Support for Ukraine from the European Union is not anything new. Presented in 2008 by both Sweden and Poland in 2008 and launched in 2009, the Eastern Partnership, part of the EU’s Neighbourhood policy, was the first steppingstone into getting Ukraine closer to the bloc. In 2014, after a tumultuous beginning of the year, with Crimea annexed by Russia and war in the Donbass, Ukraine, together with Moldova and Georgia, each sign association agreements with the European Union in that same year.

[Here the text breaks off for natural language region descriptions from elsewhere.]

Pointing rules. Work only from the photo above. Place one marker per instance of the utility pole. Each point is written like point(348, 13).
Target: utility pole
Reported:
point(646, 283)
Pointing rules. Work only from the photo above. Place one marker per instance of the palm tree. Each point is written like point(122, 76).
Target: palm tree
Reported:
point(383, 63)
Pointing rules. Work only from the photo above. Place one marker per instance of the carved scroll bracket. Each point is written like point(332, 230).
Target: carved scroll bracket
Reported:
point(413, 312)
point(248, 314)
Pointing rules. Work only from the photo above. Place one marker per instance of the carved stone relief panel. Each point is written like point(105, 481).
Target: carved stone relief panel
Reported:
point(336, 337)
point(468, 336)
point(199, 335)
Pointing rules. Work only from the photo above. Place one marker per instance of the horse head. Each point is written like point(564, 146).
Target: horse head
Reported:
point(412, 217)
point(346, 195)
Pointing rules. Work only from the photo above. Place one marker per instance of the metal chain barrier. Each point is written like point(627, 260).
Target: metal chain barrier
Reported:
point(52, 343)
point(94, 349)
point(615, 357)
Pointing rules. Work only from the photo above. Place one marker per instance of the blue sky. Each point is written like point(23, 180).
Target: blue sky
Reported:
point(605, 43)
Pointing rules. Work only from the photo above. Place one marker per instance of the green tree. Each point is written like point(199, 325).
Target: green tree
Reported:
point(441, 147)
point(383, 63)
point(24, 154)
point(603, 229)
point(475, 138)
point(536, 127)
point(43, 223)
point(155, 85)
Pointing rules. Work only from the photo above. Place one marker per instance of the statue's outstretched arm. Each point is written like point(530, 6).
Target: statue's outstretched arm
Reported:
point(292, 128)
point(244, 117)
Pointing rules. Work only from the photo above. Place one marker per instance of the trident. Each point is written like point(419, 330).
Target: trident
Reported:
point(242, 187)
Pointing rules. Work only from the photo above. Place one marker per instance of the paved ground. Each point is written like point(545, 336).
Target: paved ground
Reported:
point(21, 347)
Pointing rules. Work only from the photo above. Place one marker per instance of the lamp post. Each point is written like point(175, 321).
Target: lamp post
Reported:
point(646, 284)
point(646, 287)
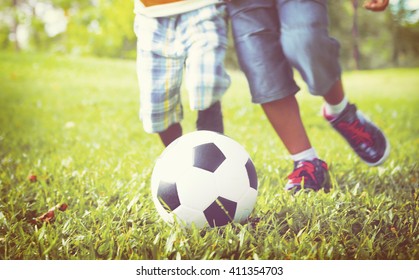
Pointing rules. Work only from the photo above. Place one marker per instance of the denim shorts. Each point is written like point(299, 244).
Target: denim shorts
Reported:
point(193, 43)
point(274, 36)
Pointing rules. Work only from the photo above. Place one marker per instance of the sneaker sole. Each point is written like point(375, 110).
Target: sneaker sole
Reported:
point(383, 158)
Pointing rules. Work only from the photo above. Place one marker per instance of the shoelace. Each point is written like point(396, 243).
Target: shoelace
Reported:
point(356, 132)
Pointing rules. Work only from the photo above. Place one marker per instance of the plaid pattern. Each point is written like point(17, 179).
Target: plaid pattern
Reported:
point(195, 42)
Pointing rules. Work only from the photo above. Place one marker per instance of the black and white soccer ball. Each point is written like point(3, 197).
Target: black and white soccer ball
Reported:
point(204, 178)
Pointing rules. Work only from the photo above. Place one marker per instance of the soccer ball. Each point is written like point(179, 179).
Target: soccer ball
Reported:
point(206, 179)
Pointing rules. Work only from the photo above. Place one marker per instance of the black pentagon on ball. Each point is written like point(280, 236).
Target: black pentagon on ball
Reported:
point(251, 173)
point(208, 157)
point(220, 212)
point(168, 196)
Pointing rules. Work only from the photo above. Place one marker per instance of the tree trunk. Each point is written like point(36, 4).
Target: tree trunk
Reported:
point(355, 36)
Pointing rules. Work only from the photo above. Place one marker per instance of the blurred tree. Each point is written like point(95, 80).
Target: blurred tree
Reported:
point(105, 28)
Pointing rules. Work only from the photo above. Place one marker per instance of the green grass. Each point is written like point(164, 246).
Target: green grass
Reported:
point(74, 123)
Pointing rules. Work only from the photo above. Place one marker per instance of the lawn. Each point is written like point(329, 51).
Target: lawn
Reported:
point(70, 134)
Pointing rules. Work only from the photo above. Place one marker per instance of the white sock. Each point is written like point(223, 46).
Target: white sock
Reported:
point(309, 154)
point(335, 110)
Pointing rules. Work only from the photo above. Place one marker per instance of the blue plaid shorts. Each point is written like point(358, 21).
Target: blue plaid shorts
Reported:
point(193, 43)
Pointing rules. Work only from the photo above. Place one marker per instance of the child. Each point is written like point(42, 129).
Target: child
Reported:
point(176, 36)
point(273, 36)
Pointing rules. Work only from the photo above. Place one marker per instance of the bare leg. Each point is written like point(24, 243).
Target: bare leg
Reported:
point(335, 95)
point(285, 118)
point(172, 133)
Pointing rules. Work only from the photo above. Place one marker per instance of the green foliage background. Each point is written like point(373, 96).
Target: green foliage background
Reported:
point(73, 123)
point(105, 28)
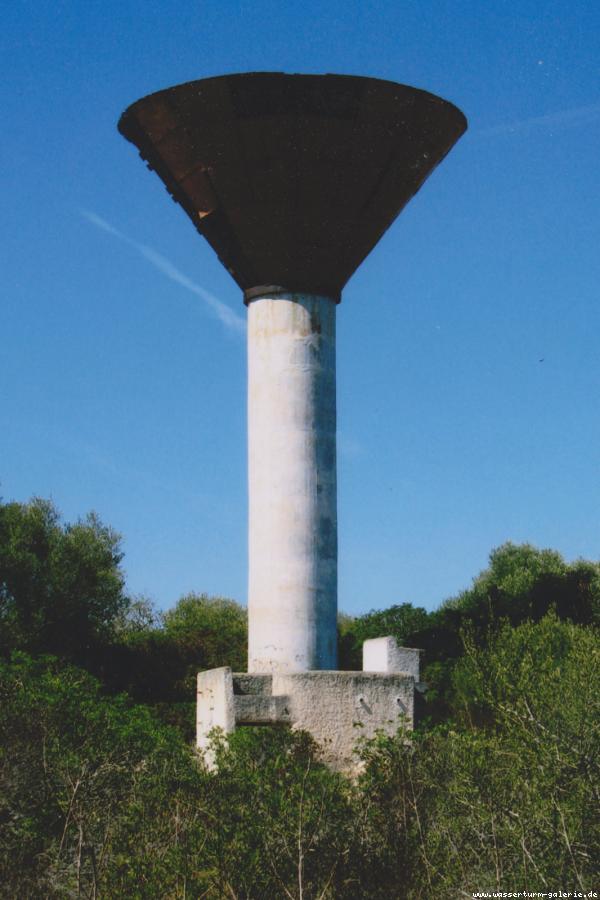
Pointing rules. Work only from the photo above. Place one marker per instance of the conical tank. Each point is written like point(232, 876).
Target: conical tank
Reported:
point(292, 179)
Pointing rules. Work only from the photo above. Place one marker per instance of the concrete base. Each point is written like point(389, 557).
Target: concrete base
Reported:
point(336, 708)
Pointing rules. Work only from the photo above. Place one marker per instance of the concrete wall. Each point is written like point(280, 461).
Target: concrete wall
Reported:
point(292, 590)
point(341, 708)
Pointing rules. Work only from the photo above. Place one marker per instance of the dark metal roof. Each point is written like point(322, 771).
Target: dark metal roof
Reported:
point(292, 178)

In my master thesis I presented in late 2019, little over 2 years ago about the prospects of an Ukrainian adhesion into the European Union, the conclusions I have reached was that the process of Ukraine’s accession was still years away to go. The speeches made by officials at the time about enlargement of the bloc pointed to the Union’s desire to start negotiations with the Western Balkans, and that the free trade association agreements were only kind of a ‘halfway house’, described as an example of the integration of a non-EEA (European Economic Area) member into the single market of the European Union.
That all started to change in the last weeks ever since the Russian invasion of Ukraine commenced.
Ever since the start of the latest Russian aggression on Ukraine, the EU quickly worked in order to instate new sanctions on the Russian economy, and for the first time ever since the history of the organization, it decided to provide military aid to another country, Ukraine.